My work in community development

By | April 27, 2023

I’ve been in service for some months now, so it’s time to update everybody on what I’m doing.

For those who are new here, I’m a community development volunteer in the Peace Corps. I’ve been assigned to two workplaces: the Language Center at South East European University and the Center for Equal Opportunities “Mollëkuqja” (“Ladybug,”) a group that works against sex discrimination.

At the university, I’ve been teaching about American culture. My first presentation was something of an overview of the USA as a diverse nation of immigrants, but my counterpart wanted to have more of a language focus. After all, I am teaching students who are learning English.

My speech at a poetry awards ceremony run by American Corner Tetovo on Tuesday, April 25, 2023.

So I came up with a new presentation that focuses on words and phrases that derive from American culture. Many of them are terms that utterly confuse native speakers of English who are unfamiliar with American culture.

For example, Americans will say “take a rain check” to mean to postpone plans to an indefinite future date. This comes from a voucher called a “rain check” that would be issued to people who had paid for admission to a baseball game that got rained out. The “rain check” could be used for free admission to a future game. Also, “jump on the bandwagon” comes from an old American practice of politicians hiring bands to perform from horse-drawn wagons to go into a town to attract attention for the campaign. Now we use the phrase to mean becoming enthusiastic about anything as it is becoming popular.

I’ve ended the classes by saying, “Elvis has left the building.” The class laughs at that, so apparently they learned the meaning of the phrase from earlier in the lesson.

There are a whole lot of English classes being taught at the university, so I can keep giving the same lesson to many classes without repeating it to anyone.

At Mollëkuqja, I’ve been mentoring new journalists. The organization has a website with Albanian-language journalism on it. Recently, they took on three volunteers, all people in their 20s, who have an interest in journalism. I gave them an introduction in English for how to report and write news.

Now they’re consulting with me to get advice about the stories they’re working on. In one case, I told a volunteer that it would make sense to break out an aspect of the main story into a sidebar. Thankfully, the volunteer thought to ask me what a sidebar is. I then gave an explanation of this concept to all the volunteers.

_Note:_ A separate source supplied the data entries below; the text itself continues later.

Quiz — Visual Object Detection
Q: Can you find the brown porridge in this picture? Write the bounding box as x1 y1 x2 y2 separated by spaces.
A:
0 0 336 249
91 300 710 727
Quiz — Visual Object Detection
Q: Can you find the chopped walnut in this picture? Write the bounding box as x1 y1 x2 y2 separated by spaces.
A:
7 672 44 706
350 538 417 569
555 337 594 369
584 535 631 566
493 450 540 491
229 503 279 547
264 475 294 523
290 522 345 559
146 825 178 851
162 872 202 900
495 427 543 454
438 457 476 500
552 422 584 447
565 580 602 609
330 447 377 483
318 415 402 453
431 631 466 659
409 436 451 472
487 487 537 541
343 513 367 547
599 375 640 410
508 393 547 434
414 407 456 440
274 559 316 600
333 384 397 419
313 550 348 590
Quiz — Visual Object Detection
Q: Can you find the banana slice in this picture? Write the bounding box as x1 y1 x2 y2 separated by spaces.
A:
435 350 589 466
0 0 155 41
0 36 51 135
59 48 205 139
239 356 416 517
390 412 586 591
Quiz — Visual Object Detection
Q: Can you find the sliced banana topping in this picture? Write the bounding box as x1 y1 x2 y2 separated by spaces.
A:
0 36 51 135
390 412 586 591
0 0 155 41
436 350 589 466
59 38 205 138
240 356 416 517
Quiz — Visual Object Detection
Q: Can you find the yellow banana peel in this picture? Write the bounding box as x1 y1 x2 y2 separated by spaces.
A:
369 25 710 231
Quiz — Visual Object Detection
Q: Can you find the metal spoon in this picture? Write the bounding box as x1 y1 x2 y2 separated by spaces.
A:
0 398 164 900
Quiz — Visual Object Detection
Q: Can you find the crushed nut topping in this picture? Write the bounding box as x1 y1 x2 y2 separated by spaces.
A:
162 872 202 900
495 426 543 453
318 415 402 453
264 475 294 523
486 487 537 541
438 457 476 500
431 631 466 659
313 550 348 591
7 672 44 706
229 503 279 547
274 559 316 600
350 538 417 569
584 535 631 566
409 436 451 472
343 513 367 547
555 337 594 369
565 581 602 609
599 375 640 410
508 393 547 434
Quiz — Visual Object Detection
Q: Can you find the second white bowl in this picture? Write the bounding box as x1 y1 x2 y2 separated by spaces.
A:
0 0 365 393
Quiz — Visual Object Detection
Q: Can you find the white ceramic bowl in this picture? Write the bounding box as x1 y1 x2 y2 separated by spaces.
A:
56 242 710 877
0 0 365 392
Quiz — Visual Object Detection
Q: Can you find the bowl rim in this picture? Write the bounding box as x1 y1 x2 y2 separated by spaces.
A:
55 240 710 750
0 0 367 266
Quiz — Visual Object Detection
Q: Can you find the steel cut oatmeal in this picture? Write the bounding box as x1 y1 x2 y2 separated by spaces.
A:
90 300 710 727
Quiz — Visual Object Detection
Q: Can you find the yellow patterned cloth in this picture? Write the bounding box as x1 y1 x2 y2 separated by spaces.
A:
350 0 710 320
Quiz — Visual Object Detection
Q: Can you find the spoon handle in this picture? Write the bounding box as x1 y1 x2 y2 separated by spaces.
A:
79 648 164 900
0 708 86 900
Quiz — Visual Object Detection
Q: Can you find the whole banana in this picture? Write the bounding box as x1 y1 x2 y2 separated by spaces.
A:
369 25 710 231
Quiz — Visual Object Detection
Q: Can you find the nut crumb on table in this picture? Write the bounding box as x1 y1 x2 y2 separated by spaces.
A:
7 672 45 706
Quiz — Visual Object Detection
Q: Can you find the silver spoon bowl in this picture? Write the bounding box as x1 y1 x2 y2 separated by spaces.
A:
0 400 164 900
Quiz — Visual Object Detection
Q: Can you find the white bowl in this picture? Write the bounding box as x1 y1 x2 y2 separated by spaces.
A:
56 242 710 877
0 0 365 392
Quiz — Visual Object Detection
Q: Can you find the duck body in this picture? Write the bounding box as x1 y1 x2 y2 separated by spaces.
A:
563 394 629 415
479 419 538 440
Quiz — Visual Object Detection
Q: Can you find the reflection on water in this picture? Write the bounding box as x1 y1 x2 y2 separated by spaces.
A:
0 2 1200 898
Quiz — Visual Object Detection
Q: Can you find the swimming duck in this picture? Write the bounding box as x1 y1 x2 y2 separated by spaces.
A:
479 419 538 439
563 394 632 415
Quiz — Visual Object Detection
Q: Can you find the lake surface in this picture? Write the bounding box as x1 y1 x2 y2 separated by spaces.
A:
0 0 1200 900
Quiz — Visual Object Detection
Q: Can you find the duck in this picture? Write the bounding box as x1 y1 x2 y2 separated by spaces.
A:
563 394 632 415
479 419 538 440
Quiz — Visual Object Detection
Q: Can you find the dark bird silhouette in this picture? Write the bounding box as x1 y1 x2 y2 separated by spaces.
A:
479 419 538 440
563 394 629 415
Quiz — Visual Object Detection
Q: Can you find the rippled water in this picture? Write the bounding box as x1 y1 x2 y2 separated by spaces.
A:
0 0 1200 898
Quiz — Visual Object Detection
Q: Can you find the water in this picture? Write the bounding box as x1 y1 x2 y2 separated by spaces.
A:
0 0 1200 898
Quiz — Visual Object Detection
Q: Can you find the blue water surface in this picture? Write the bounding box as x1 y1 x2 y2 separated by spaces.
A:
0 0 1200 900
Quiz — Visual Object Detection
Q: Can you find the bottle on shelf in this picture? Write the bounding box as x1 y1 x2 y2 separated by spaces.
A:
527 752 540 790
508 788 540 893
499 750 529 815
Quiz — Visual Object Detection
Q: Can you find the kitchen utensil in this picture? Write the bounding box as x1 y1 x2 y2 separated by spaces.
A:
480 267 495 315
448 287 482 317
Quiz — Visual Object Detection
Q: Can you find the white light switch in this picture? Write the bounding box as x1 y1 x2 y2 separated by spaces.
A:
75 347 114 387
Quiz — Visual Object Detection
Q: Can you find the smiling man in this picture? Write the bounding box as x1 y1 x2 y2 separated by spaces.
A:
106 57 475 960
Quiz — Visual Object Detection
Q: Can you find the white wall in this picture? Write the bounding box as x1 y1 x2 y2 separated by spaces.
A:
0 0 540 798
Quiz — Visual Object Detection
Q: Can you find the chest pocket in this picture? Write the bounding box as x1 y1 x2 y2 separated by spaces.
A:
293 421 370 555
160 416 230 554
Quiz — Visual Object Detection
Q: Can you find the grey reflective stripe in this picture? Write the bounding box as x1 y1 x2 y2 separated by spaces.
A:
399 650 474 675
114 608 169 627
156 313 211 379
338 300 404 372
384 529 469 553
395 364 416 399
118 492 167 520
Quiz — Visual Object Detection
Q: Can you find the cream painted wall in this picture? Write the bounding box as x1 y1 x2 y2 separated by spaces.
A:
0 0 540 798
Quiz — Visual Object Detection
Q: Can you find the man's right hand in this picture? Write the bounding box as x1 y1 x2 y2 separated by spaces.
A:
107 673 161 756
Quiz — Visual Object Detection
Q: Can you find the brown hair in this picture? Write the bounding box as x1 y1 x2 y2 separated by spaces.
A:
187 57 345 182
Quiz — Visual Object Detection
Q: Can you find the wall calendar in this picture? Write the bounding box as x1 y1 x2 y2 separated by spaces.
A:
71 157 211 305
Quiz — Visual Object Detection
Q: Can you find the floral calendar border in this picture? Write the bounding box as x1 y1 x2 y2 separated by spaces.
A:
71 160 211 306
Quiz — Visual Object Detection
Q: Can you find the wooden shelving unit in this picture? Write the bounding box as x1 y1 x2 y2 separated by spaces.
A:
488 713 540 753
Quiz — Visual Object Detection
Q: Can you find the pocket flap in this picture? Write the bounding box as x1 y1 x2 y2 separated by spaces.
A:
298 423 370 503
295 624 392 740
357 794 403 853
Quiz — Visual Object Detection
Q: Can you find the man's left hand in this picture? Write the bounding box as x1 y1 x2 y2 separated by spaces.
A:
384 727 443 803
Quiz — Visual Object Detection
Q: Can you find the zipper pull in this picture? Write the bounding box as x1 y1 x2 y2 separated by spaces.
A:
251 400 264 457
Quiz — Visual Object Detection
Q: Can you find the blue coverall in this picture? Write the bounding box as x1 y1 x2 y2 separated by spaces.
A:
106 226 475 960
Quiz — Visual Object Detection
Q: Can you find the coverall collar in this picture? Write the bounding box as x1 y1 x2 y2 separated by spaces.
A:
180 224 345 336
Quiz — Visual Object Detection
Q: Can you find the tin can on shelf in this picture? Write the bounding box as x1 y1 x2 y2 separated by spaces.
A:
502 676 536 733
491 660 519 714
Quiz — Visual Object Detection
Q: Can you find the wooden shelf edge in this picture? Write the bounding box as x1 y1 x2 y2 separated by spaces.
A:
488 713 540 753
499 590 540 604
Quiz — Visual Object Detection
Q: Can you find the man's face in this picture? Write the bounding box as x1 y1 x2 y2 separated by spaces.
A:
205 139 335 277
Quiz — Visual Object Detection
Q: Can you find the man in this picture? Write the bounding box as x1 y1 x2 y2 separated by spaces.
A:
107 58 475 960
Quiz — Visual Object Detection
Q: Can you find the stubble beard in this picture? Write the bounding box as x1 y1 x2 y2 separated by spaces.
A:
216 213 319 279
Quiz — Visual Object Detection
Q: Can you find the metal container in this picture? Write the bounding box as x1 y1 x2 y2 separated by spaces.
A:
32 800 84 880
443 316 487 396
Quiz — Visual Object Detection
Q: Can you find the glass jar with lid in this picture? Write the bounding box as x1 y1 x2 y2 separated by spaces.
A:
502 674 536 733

Eventually, the stories will be submitted to me to edit in English. Then they’ll be translated into Albanian and posted online in both languages.

You might think I was sent to this country specifically because of my journalism background, but no. I asked and it turns out it was just a coincidence that I got sent here. But when the Peace Corps North Macedonia staff saw my resume, they got really excited and planned for me to be assigned to Mollëkuqja.

Really, this is something the Peace Corps ought to change. There are plenty of people with extensive work experience who pick the “serve where you are needed most” option instead of applying to a specific assignment in a specific country. It would make a lot of sense to have a bunch of different categories of experience. Then the Peace Corps staff in a country could request someone with (for example) accounting or bookkeeping experience. And if someone with that experience is in the system, that person gets invited to the country that needs it. This would make a lot more sense than relying on dumb luck.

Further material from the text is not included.